Five Simple Ways to Lower Your Power Bill
Every little bit helps
In these tough times, everyone is looking for ways to save money. The obvious options for limiting your discretionary spending have been very popular. However, there are many other little tricks and tips related to how you live your everyday life that can also amount to real savings. The five ideas listed below are small things you can do at home to save money on your electric bill, and they do not require much effort or investment on your part.
1. Using fluorescent light bulbs
This idea has largely been connected to many green initiatives today because the new household fluorescent bulbs use about a fourth of the energy that old-fashioned incandescent bulbs use. Using less energy also translates into savings on your electric bill. Just switching to fluorescent bulbs provides an estimated savings of $10 to $50 per year. Further, since the modern fluorescent bulbs last roughly 10 times as long as incandescent bulbs, you also save money because you have to buy fewer light bulbs throughout the year.
2. Using the microwave instead of the oven
Assuming you have an electric oven and stove, you can save about $50 per year by using the microwave for many of your smaller cooking and heating requirements. Microwave ovens use much less energy than traditional ovens and stoves and are more efficient, resulting in less heat being wasted. Further, many newer microwaves come with toasting coils and other features that expand the range of applications for your microwave. The technology has come a long way, so consider using your microwave more and your oven less.
3. Fixing your thermostat settings
In general, each additional degree of cooling that you use during the summer raises your power bill by 6 percent, and every degree of additional warming you use during the winter raises your bill by 3 percent. Therefore, if you set a firm temperature range and stick to it you can save a lot of money. The most commonly suggested range is setting your thermostat no lower than seventy-eight degrees in the summer and no higher than sixty-eight degrees in the winter. Setting and keeping to a firm range of temperatures can save hundreds of dollars per year.
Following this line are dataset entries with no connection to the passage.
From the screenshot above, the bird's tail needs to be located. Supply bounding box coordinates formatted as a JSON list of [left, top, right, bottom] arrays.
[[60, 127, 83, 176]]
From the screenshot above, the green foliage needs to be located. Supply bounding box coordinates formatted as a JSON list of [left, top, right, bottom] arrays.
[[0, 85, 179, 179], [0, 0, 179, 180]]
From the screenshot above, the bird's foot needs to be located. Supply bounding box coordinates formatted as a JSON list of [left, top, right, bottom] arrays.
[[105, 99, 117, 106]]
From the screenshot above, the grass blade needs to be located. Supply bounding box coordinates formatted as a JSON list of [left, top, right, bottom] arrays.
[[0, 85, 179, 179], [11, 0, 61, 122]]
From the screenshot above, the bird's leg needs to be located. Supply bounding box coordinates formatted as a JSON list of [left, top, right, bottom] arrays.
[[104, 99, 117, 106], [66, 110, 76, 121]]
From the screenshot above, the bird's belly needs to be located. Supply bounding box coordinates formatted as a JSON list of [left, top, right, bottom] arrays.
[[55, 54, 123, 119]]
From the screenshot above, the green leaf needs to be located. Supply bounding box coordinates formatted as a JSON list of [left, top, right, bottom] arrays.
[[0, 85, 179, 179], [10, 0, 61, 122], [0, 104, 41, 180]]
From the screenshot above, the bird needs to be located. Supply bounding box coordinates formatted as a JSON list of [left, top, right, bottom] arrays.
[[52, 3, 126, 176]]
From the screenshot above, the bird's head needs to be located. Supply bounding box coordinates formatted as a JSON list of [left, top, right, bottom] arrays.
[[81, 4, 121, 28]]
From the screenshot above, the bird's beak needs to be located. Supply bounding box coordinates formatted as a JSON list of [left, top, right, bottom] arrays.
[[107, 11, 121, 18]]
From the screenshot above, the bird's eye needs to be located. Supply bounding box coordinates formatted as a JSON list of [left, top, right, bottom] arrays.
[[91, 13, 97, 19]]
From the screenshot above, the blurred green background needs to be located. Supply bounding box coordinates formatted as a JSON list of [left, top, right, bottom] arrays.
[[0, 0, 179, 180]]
4. Line drying your clothes
Electric clothes dryers not only use a lot of electricity, they are also incredibly inefficient, with much of the heat being completely wasted. Further, in the winter time the dryer’s air flow system sucks heated air out of your home and passes it to the outside through its exhaust. While using your electric dryer may be a necessity some of the time, if you have light loads or are washing light clothes, letting them dry naturally can save you about $50 per year. Air drying is also better for your clothes, especially those that contain elastic.
5. Get an energy audit
Most major utility companies offer energy audits to their customers, where an inspector comes to your home and points out small steps you can take to make your home more energy efficient. You can call your local utility company and see if it offers this service. The inspector will usually come to your home and look at your insulation and other energy-related matters. After the review, the inspector will give you a series of recommendations of simple steps you can take to lower your energy expenditure. An energy audit may find things you have overlooked.